Некоторые вещи лучше и не пытаться объяснять. Дело не в былой умственной хвостатости гребца. Док тоже смысла не понимает, старина Магнус удивлялся, хотя до Сарканда изменения в обезьяне были не так заметны. Вдова могла бы понять, но не хочет — должно быть, попросту считает Энди слишком юным для подобного таучинг-болла. Минотавр чересчур тактичен для размышлений над подобными вопросами. Возможно, Ша догадывается — иной раз у нее очень понимающий взгляд. Что странно: сама она сущая соплячка, откуда ей иметь опыт в личном снукере. Наблюдала за кем-то знающим? Было бы недурно с ней поговорить, но, увы…

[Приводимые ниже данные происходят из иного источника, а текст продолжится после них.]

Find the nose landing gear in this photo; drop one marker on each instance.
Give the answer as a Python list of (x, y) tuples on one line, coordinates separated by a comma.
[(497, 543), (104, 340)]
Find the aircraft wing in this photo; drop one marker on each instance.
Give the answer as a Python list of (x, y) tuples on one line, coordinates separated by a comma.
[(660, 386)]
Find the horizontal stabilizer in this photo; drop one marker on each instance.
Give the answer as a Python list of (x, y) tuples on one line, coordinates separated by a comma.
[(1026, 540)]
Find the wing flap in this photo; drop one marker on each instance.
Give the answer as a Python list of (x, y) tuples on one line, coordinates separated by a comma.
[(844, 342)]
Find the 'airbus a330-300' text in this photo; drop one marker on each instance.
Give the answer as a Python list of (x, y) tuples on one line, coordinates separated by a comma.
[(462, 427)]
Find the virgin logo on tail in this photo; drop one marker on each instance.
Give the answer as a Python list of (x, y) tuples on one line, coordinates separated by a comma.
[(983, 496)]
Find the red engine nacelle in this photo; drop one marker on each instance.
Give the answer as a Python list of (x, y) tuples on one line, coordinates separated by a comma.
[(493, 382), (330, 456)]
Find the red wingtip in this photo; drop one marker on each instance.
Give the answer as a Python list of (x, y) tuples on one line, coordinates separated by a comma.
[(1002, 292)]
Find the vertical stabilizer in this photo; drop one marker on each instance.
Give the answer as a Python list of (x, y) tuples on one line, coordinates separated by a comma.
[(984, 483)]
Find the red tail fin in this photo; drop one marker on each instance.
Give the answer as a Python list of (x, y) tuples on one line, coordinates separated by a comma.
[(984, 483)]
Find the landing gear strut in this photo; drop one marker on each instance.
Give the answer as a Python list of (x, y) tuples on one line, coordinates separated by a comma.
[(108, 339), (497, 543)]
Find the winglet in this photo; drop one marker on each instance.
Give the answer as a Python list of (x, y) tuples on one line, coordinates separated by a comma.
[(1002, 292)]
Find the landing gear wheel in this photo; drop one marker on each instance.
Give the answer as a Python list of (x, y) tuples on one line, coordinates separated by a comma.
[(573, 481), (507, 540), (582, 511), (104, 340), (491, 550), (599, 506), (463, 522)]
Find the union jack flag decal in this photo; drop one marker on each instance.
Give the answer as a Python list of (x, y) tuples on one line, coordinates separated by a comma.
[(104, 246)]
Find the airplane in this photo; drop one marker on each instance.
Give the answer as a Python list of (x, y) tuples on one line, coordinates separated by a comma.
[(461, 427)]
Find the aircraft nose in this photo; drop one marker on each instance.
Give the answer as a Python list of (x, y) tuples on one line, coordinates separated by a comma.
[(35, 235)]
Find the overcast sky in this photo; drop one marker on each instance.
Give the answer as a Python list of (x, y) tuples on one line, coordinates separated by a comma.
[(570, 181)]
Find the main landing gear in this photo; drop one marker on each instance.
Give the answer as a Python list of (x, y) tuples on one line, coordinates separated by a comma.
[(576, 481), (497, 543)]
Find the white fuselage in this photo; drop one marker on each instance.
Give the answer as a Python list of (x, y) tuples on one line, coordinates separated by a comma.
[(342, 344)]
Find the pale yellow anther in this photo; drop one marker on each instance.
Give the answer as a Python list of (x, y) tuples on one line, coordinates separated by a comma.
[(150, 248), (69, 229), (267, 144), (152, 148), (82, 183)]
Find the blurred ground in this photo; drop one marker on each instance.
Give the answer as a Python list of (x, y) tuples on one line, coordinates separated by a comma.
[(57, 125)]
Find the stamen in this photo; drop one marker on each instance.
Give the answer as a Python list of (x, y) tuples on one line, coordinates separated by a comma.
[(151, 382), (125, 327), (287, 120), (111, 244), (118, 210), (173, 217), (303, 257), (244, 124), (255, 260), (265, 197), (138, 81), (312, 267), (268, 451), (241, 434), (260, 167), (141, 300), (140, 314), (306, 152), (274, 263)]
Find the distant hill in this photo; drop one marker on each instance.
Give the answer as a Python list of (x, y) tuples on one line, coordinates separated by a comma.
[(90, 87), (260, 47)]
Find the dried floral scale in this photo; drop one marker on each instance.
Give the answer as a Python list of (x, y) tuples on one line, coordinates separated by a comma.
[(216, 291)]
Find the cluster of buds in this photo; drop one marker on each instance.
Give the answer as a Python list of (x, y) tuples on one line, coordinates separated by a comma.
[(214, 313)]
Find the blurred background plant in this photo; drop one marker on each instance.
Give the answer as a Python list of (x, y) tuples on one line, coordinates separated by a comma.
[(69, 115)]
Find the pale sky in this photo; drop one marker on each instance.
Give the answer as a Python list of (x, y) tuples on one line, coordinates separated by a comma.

Понимает ли обезьяна, почему она обезьяна? Видимо, да. Но можно ли быть в этом уверенным?
Энди сомневался. С некоторых пор он думал над отвлеченными вещами непозволительно много. Сейчас надвигался неизбежный розыгрыш финала с саркандским флотом, потом (если удастся остаться живым) необходимо двинуть шары на шпионском столе. Вот позже… Снукер гранд — воистину бесконечная игра…
Там-туру-та-там, — легко касались маленькие исцарапанные ладони гулкой барабанной кожи. На пальце блестел жреческий перстень — слишком громоздкий и неуклюжий для обезьяньей лапы. Вот всегда у нее так.
Ложились на волны серые хлопья дымки первых сумерек, и грубое жреческое серебро казалось фальшивым в предчувствии живого серебрения ночи…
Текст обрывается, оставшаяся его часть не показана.